Race, Gender, and Class in American Politics: Anything New?

No. 232 - May 1, 2008

Throughout the world, May 1 is celebrated as May Day – the international workers’ day. The only exception is the United States. The irony is that May Day is celebrated in memory of an American event – the Haymarket Riot in Chicago. On May 1, 1886, in many U.S. cities workers engaged in a general strike in support of an eight-hour day. In Chicago, 80,000 workers marched down Michigan Avenue. On the fourth day of the demonstrations, at the very end of a rally in Haymarket Square, violence broke out. Its origin is contested to this day, but some policemen were killed. Subsequently, leaders of the strike were arrested and four were executed for what was termed murder. Although they were German immigrants to the United States, they died singing not The Star-Spangled Banner but La Marseillaise, an expression of international class solidarity. Despite this, politicians in the United States have always tried to downplay the importance of class conflict as a defining issue of U.S. politics, which is why the United States does not celebrate May Day.

In 2008, there is a fiercely contested election for the presidency in the United States. There is a primary contest in the Democratic Party between a woman and an African-American. The Republican candidate is a White male. In the beginning, everyone denied that either race or gender was an issue. But as the contest has become prolonged and more fierce, both race and gender as themes have come to the fore. Everyone is still denying that class is an issue.

The intersection between race, gender, and class is an old story in the modern world-system. It has been central to the political history of the United States. In 1848, a year of major political upheaval throughout the world, France was having the first serious social revolution in modern history, and in much of Europe there were nationalist uprisings, which historians have come to call “the springtime of the nations.” In the United States, the most important event was the Seneca Falls Convention, generally regarded as the founding moment of U.S. feminism. Its famous “Declaration of Sentiments” of July 19-20, 1848, echoing the “Declaration of Independence,” begins: “We hold these truths to be self-evident: that all men and women are created equal.” Among the grievances listed were the fact that women were deprived of “the first right of a citizen, elective franchise,” a franchise that was given (this complaint foreshadowing future conflicts) to “ignorant and degraded men – both natives and foreigners.”

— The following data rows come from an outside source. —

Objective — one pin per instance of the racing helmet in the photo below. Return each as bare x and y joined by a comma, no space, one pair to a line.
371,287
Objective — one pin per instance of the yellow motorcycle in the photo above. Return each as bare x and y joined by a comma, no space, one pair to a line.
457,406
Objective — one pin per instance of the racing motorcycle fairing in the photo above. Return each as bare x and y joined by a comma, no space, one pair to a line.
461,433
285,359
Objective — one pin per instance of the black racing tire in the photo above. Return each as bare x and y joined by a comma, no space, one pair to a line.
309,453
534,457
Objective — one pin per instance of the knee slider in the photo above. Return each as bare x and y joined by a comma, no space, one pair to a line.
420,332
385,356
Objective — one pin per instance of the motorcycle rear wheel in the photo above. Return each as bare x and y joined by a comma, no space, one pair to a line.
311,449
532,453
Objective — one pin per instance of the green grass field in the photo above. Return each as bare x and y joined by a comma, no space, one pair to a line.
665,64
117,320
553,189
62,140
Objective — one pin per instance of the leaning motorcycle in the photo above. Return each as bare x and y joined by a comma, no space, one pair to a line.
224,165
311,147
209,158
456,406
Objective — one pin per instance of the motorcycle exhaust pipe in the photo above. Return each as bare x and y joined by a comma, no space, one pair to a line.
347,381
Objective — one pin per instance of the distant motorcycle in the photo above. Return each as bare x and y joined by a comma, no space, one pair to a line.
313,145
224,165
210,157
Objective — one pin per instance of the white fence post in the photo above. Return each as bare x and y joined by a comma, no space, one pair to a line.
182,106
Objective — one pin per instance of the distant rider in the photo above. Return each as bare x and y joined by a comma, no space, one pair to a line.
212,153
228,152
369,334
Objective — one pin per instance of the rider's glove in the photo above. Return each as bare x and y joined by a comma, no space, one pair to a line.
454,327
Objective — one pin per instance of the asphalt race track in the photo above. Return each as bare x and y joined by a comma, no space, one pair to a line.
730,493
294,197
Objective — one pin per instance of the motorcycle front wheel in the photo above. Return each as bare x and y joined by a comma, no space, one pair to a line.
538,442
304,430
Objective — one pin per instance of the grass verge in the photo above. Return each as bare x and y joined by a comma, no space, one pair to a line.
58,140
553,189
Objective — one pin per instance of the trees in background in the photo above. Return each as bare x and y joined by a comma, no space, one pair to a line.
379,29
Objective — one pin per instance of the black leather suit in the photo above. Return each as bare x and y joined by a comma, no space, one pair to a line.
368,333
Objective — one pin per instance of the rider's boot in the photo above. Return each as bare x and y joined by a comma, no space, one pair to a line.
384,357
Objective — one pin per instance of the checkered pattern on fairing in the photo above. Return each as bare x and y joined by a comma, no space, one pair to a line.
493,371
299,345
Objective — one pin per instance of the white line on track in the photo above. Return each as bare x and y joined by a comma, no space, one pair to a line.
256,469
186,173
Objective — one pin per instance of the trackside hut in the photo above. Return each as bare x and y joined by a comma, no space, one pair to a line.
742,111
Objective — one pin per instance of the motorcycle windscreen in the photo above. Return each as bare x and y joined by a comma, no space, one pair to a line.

The leading African-American figure of the period, Frederick Douglass, attended Seneca Falls to offer the support of the African-American community – then still largely slaves – to the cause of women’s rights. Later in 1872, Douglass would be the vice-presidential candidate of the Equal Rights Party, on a ticket headed by Victoria Woodhull. This was the first time either a woman or an African-American would run for these offices.

When, however, after the Civil War, the U.S. Congress adopted the Fourteenth Amendment to the Constitution, which made unconstitutional the exclusion from voting of African-American male citizens, the women’s movement was dismayed that they were not included. Wendell Phillips, one of the leaders of the U.S. abolitionist movement, famously told them in May, 1865 that the demands of women’s suffrage should not be pressed at the moment, for “this is the Negro’s hour.” Many women suffragists did not stand by mute. As a response, Elizabeth Stanton and Susan B. Anthony supported the presidential campaign of George Francis Train, a known racist, who however advocated women’s suffrage. The outcome was a profound split in the feminist movement.

As the women’s movement became more conservative on all social/labor issues in the second half of the nineteenth century, so did it on all ethnic/racial issues. In the course of this conservative shift, many feminists abandoned the natural rights argument. They began to argue that women be given the vote “to balance the impact of the foreign born.” In 1903, the main women’s movement came out for an “educational requirement” for the vote (to the notable but lonely dissent of Charlotte Perkins Gilman). At the height of this tension, some suffragists even resorted to crude racism. For example, they issued a poster of a brutish-looking Negro porter sitting next to a refined-looking White lady with a caption that read “He can vote; why can’t I?”

In all this conflict between the victims of inequality (race versus gender), there was virtually no talk of class, although the vast majority of both African-Americans and women were working class, as they still are today. Thus it is that an avowedly conservative Republican candidate, who has throughout his career voted to support the interests of the upper classes and against all legislation that would be in the interests of the working classes (called in the United States the “middle class”), can hope to attract some working-class voters who are not ready to accept the idea that either a woman or an African-American can be the president of the United States.

Is there anything new? Well, yes there is. The very idea that the two possible candidates of the Democratic Party are a woman and an African-American is something that was unthinkable a mere decade ago. The election of one or the other may yet turn out to be unthinkable. But that depends on the degree to which the Democratic Party can organize its campaign around class issues, which are delicately called issues of “the economy.” If it does, it will probably sweep the elections. If it does not, the contest will be close.